That’s right, I still kiss the kids! I kiss the tent city kids, the orphans, the babies, I kiss them all. I feel great too. I must have the most bomb immune system! It’s so sweet. When we go to tent cities I think I get just as excited to see the kids as they are to see me. As soon as I bend down and hug and kiss one, there’s a love line. I’m like sweet, who needs kisses? I don’t speak Creol, so we communicate by the language of love, and it’s really special.

This past week has been pretty roller coaster-like. For all the moments when I feel excited and blessed and overwhelmed by the experience, it seemed like there were as many moments of sadness and questions. So, you know all the things you see on the news? All the piles of rubble where someone once had a house, that’s what it’s like all the time, but then add the smells and sounds of chaos and pain. And then picture as you drive up the streets people locking eyes with you. You see, and feel their pain. “Help.” What do I do? How do I communicate with them that it’s okay, when I don’t know if it is? Just this crazy battle for me when I wonder if I’m making a difference, how I can make more of a difference, and what role of hope I can play in a country facing such deep pain.

Well, that was last week. And this week, it’s different. We began this week with some promises. One, we received a huge pallet containing hundreds of five-gallon buckets of food. This changes things, because now we can offer people something to meet a physical need as well as a spiritual need. And, we are prayerfully hoping to continue receiving these pallets.
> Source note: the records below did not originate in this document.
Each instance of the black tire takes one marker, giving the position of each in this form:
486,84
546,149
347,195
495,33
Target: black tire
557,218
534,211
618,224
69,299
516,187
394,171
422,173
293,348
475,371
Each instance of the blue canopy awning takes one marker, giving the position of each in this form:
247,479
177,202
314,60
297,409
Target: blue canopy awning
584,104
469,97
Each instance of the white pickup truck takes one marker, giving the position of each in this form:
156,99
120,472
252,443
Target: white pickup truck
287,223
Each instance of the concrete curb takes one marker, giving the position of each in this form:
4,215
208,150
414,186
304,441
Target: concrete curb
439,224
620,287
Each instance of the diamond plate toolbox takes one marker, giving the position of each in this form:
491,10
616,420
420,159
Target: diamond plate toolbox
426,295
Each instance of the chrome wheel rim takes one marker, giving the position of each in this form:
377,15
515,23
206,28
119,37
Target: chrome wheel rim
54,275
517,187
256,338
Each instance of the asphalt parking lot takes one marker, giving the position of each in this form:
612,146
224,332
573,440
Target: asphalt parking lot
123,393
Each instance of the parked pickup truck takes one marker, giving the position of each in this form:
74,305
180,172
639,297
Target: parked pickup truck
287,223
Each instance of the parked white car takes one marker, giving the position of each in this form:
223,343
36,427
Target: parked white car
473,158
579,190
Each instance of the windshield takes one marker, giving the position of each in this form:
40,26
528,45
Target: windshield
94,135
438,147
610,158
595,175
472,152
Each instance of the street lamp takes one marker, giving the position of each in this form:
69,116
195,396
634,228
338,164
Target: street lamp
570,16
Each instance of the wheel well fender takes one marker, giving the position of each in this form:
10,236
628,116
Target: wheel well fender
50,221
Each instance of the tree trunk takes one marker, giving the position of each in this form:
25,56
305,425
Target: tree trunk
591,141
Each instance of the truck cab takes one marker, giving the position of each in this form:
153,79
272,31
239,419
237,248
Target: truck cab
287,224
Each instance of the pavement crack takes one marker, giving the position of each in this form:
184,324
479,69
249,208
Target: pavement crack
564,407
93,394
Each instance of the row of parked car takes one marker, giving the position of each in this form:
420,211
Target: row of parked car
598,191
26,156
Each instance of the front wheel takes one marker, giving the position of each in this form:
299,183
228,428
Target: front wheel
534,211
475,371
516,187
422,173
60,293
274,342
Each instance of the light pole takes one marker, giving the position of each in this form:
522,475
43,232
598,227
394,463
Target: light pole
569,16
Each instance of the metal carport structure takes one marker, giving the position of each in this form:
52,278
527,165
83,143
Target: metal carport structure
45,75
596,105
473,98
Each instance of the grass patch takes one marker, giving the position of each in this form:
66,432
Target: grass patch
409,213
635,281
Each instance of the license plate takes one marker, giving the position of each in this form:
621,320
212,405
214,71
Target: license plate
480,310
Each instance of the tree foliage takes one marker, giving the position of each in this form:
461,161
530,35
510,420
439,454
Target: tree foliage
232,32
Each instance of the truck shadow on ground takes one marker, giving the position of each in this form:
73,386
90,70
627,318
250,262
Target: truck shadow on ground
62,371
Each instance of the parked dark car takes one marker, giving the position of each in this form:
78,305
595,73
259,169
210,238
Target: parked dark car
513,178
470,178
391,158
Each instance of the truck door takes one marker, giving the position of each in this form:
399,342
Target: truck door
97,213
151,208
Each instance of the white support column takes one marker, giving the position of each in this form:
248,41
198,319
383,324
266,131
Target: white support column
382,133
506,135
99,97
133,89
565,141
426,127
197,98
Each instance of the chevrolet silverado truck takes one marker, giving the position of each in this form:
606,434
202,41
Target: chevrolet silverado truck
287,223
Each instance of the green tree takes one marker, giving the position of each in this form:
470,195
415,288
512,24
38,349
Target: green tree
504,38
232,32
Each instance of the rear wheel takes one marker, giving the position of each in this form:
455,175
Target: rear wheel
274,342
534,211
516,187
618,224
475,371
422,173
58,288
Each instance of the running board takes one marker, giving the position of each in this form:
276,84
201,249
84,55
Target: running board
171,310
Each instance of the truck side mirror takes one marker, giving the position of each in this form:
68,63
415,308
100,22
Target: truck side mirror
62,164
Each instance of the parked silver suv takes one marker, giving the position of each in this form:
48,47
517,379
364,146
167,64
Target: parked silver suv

So Monday morning we set out to out tent city to give out 100 buckets of food. We didn’t have any strategy, we were just like, okay, let’s bless!! Bad game plan. We basically started riots. We couldn’t get off the bus. Our tent city leader started handing out tickets and we could only give buckets to people with a ticket. So, we have to say no to the single mom holding her two babies crying because she didn’t get a ticket? Hardest thing ever. God has continued to provide for the Haitian people, His faithfulness will meet all their needs, and that’s a promise. God provides. Today was a little better. We brought the 100 buckets and walked around praying for people. They can handle their own distribution, because that gets crazy.

Tomorrow, I prepare for my great adventure. They are taking our team up to the mountains of Port-Au-Prince, rumor has it, they drop us off on a dirt road and we hike an hour to the pueblo we’ll be staying at for the week. The details are foggy, but I know I’ll be drinking goat milk, and sleeping on cement floor. I’m ready to stretch and grow, I’m pretty excited for the change of pace and environment. Pray for me, especially the goat milk thing. Please pray for my spiritual wellness, and the safety of my team as we are away. I’ll be back in a week and maybe I’ll have a sweet story about how I tied that goat up and milked him myself. But don’t count on it….
*This blog is a little depressing. Here, this is funny, we currently have 25 girls sharing one bathroom. DISGUSTING! BAJAJAJA ❤

Tales of Haiti

You asked for stories… Well not you specifically. But that seemed to be the request as I’ve received some feedback. Stories, stories? Well, where do I start and which stories do I tell. I can tell you about the challenges I’ve faced here. Personal and as a team. Let’s start with a few of those then I will share the blessings, that way we end on a good note.

So, a few memorable moments. About a week ago we were at a tent city and I saw this woman lingering between tents watching us. I brought a translator over and asked her what was up. She spilled right over. Her husband had died. She had two boys (9 and 11) and she fought back tears as she explained that she couldn’t take care of them anymore and she was planning on dropping them off at an orphanage soon. I prayed for her then just hugged her and cried. I can’t imagine having that kind of pressure and decision weighing on my heart. The other thing that has been hard for me is the kids. I love playing with the kids and holding them, and I thought it was so cute that all their cute little belly buttons poke out. I would always be just rubbing their tummies, and pushing the button back in, they look pregnant. Then someone explained that they are malnourished and their stomachs are inflamed. The belly button poking out is not cute, and it’s hard to look at now. Another sign of malnourished kids is when their hair is light colored or a reddish tint. This whole time I wondered if the parents in my tent city bleached their kids hair, or if it’s from being in the sun all day. They aren’t getting enough nutrients. I don’t understand that.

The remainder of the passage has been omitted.